To evaluate F-actin-proteasome interactions, 4 µM yeast actin was left for 1 h at room temperature to reach equilibrium in G- (5 mM HEPES, pH 7.5, 0.2 mM CaCl2, 0.2 mM ATP, 0.5 mM DTT) or F-buffer (27.5 mM HEPES, pH 7.5, 0.2 mM CaCl2, 25 mM KCl, 1 mM EGTA, 4 mM MgCl2, 0.7 mM ATP, 0.5 mM DTT) in the presence of either ∼65 nM 19S regulatory particle or 50–100 nM 20S core particle in 125 µl total volume.

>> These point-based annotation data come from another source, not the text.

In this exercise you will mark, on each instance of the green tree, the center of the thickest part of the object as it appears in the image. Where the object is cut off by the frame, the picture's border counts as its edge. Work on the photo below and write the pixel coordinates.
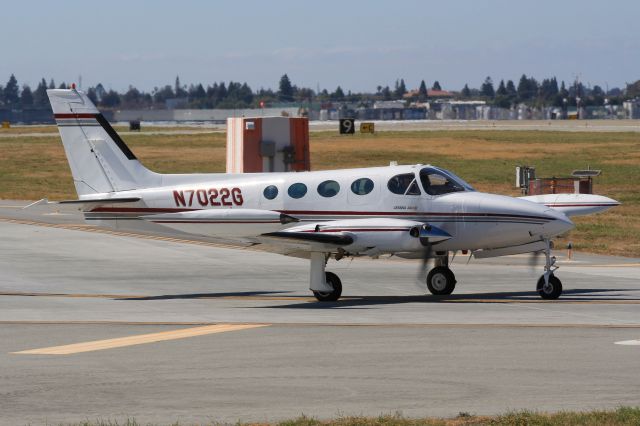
(512, 93)
(422, 91)
(633, 90)
(111, 99)
(26, 97)
(487, 88)
(338, 95)
(100, 91)
(400, 89)
(466, 92)
(527, 88)
(11, 95)
(40, 94)
(285, 89)
(386, 93)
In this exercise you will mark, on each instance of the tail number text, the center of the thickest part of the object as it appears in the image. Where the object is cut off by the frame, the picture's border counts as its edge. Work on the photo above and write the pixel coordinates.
(208, 197)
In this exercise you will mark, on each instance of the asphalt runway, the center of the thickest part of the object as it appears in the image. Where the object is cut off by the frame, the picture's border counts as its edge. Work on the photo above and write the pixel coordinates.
(97, 324)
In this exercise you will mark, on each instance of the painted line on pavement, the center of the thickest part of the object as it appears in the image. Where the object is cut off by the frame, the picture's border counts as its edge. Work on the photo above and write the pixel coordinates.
(98, 345)
(325, 324)
(364, 299)
(629, 342)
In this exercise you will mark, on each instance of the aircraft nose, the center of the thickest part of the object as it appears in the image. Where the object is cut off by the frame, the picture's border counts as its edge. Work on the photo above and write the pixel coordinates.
(559, 223)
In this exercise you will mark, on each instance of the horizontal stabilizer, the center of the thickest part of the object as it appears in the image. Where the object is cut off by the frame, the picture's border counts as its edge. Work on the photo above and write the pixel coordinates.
(80, 204)
(102, 201)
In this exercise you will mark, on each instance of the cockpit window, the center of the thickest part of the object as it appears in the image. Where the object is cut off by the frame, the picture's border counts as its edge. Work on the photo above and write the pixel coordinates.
(404, 184)
(436, 182)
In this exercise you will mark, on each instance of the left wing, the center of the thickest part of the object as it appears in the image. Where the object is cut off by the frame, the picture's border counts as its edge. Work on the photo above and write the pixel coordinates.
(574, 204)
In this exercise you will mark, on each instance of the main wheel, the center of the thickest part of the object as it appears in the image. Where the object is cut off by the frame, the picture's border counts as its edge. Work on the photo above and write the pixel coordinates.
(330, 296)
(441, 281)
(551, 291)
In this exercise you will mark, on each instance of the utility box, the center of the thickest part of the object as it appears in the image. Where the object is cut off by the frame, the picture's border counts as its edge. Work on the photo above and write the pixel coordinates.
(267, 144)
(524, 175)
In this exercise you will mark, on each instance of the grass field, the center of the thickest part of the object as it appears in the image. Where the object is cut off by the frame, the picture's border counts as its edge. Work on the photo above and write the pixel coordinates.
(623, 416)
(35, 167)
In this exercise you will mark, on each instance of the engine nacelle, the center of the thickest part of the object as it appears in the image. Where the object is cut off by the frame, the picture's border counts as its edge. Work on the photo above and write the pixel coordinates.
(378, 236)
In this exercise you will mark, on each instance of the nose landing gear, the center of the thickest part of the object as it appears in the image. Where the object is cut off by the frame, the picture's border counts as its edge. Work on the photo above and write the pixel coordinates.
(440, 280)
(549, 286)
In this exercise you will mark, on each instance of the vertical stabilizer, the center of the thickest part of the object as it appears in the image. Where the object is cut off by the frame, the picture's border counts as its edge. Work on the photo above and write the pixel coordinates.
(100, 161)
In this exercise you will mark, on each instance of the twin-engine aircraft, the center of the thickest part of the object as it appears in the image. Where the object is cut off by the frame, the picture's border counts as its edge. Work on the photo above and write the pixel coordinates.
(416, 211)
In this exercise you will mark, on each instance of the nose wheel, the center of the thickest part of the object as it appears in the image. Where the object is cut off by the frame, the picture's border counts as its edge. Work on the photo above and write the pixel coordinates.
(330, 296)
(549, 286)
(549, 290)
(441, 281)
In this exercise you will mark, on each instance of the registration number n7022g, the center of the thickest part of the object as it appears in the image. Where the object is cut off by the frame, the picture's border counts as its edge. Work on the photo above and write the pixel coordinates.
(208, 197)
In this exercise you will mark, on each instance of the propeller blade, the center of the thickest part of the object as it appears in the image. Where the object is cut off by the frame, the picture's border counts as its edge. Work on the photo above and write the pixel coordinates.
(421, 280)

The reactions were submitted to high-speed centrifugation (70,000 rpm for 30 min in a TL100 ultracentrifuge), followed by SDS-PAGE and SYPRO Ruby (Bio-Rad, Hercules CA) staining of the total reaction (T), supernatant (S) and pellet (P). Note that the supernatant fractions were taken from the top of the centrifugation reactions.